Please see the attachment.

Author Response File: Author Response.pdf

Reviewer 2 Report

The authors presented an initial study of the accuracy of the hyperspectral IR instrument HIRAS by comparing with UK-MET forecasts and CrIS brightness temperatures using a double difference method. 

This paper is well written and clear in it's presentation, but several major points need to be addressed. These are:

 

1.  It is not clear what the orbit HIRAS is, and whether there are any observations that can be collocated with CrIS.   The comparisons with CrIS that were done don't indicate whether these are collocations. If they aren't, a comparison using just collocated observations should be done. 

 

2.  There is no point to compare HIRAS FSR with CrIS NSR.  These comparisons are not meaningful.  NSR lacks the structure of FSR, so it will always be different.  The standard product for CrIS is NSR, but there is an FSR product.  I would recommend either obtaining the FSR product from CrIS and comparing with that, or drop the FSR to NSR comparison altogether. 

 

3. The plots of the double differences also don't tell us the relative accuracy of HIRAS compared to CrIS.  It would really be helpful to see (O-F) for HIRAS and (O-F) for CrIS in the same plot.

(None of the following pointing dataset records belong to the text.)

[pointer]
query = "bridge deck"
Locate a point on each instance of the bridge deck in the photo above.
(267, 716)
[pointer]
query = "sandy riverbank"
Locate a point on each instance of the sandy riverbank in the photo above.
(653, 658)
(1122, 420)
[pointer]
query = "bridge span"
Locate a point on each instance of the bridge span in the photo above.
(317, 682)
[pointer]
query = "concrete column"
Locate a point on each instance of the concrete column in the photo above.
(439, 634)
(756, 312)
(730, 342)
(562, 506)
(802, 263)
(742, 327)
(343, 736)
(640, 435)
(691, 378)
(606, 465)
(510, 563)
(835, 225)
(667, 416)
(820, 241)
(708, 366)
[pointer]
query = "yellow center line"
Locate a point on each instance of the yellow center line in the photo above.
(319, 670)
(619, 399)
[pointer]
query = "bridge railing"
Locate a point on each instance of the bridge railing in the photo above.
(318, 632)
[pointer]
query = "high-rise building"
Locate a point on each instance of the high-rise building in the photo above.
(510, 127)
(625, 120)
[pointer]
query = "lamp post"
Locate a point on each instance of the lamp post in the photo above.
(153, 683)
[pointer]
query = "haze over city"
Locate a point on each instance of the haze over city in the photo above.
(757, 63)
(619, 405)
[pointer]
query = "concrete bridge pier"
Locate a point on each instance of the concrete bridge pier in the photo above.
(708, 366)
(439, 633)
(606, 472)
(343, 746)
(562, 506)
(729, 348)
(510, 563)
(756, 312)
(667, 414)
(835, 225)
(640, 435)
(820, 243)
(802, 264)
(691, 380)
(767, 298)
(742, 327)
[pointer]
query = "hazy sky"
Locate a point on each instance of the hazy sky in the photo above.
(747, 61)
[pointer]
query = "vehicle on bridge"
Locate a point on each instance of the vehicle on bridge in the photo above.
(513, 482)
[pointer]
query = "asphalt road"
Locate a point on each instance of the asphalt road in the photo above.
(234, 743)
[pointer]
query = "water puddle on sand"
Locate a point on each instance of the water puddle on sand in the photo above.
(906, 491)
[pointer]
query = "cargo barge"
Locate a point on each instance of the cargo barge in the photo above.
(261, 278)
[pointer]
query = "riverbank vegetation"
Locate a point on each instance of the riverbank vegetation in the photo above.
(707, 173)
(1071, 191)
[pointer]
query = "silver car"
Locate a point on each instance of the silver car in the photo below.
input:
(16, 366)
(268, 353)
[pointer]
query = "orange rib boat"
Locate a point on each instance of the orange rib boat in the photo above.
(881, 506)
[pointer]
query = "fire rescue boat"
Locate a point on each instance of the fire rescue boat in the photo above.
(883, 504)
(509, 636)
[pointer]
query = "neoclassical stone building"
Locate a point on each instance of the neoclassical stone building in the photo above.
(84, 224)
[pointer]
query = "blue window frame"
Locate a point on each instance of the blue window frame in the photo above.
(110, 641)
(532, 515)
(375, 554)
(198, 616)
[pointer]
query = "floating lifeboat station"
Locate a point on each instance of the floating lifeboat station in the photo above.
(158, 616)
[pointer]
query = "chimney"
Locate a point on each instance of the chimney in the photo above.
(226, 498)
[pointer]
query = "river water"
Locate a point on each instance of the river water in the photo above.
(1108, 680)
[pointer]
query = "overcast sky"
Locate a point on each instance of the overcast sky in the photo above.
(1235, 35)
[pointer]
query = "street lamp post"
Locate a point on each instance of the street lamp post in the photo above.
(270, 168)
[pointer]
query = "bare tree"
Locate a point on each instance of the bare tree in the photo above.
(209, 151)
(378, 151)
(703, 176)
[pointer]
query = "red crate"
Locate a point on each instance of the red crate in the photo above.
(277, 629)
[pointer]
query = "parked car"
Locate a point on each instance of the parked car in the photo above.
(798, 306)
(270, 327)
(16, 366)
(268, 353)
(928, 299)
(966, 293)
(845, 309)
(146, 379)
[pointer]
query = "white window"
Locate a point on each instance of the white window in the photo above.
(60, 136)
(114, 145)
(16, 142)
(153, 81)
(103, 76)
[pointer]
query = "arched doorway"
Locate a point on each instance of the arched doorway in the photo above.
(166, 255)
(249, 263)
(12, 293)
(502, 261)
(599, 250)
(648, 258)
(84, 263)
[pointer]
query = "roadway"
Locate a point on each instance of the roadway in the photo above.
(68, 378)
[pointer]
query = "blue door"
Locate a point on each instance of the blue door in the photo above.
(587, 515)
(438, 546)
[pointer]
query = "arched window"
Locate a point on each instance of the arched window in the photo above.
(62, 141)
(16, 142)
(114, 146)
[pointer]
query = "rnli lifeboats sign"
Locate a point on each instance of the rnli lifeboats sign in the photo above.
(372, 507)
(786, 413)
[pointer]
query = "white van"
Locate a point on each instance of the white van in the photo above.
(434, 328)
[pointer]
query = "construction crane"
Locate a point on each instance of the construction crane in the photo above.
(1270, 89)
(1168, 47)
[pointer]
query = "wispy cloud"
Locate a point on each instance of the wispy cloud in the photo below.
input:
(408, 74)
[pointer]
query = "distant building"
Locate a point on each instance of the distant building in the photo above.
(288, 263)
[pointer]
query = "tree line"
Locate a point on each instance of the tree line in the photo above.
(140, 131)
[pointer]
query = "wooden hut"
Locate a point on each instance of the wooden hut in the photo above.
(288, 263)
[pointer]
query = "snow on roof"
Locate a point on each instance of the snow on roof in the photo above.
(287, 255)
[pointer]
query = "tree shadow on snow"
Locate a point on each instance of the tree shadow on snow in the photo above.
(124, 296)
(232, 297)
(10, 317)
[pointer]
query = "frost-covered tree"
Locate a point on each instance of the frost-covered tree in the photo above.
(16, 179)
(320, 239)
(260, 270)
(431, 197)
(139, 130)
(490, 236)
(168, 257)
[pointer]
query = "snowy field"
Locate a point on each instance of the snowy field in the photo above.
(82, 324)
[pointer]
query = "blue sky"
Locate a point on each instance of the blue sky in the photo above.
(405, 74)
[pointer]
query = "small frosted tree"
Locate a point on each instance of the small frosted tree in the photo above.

I realize that CrIS is assimilated so that it will be closer to the forecasts, but this still tells us whether the forecasts are also drawn towards HIRAS. Ideally, the system would assimilate another instrument and leave both CrIS and HIRAS passive. In fact, both CriS and CrIS2 are flying during the Feb-March 2019 period of analysis. So this could in fact be done. 

 

4. It would also be helpful to include a description of the analysis methods used for other IR satellites (CrIS, IASI, AIRS) in the introduction.  And in the discussion, describe how the accuracy of HIRAS compares to these.

 

Minor points:

 

Line 115: Do you mean thin parameters or thin observations? Line 118: What is the temporal resolution of the forecasts.  Line 199: I believe that this plot is the MEAN departure. This should be indicated in the caption and on the plot title.

 

Author Response

Please see the attachment.

Author Response File: Author Response.pdf

Round 2

Reviewer 2 Report

The authors have made the corrections to the paper needed for publication.